How would Anabaptist churches be different if we taught a doctrine of “continually renewed minds” rather than only one of “nonconformity” (Rom. 12:2)? What if Paul never mentioned clothing/hairstyles/music/etc. in this verse… or chapter… or entire letter, but he did stress humble and loving thinking within church members, springing from worship of the God who has mercifully welcomed all peoples in Christ?


Reader response:

“What if Paul never mentioned” is treading on dangerous ground for anyone that believes the Bible to be God’s word and authority. The fact is Paul did mention these things, not to be legislated, as in legalism but rather because they are affected by the “renewed mind”. There is a fine balance between the two. The Anabaptist churches have gone too far on one side, while I believe the more modern churches have gone too far the other way. It is very interesting to observe what happens to individuals that are brought up in either extreme. Separation from the world in dress is a carry over from the Old Testament Jewish law that stated they were to have fringes of blue on their clothing. There is significant meaning behind the “plain” dress of the Mennonites that doesn’t get taught today. While I do not practice the traditions of our fathers, I do have an appreciation for them.

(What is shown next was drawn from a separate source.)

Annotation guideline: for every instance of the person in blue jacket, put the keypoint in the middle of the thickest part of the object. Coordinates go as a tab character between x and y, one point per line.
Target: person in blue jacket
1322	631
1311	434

My reply: I should clarify that I definitely do believe Paul (elsewhere), Jesus, and other NT writers give some direct and indirect instructions about such things, and that a Holy Spirit-renewed mind will be eager to obey God in such matters. I also agree with your generalizations about Anabaptists and “modern churches” and reactionary tendencies. However:

  1. Let us please have enough fear of God to read Scriptures in context and not abuse them to buttress our own scripts!
  2. Focusing on nonconformity without the deep root of Holy Spirit mind renewal will not bear good fruit, leading only to deadly Romans 2 self-righteousness, Romans 14-15 judgmental church members, and an ossification of traditions that prevents the Romans 16 in-gathering of all nations.
  3. I’m not sure it’s good theology to base our separation from the world on attempts to find modern external equivalents to fringes of blue… If that’s the basis for our current practices, then perhaps we understand the gospel as poorly as churches that require no obedience to God’s Word.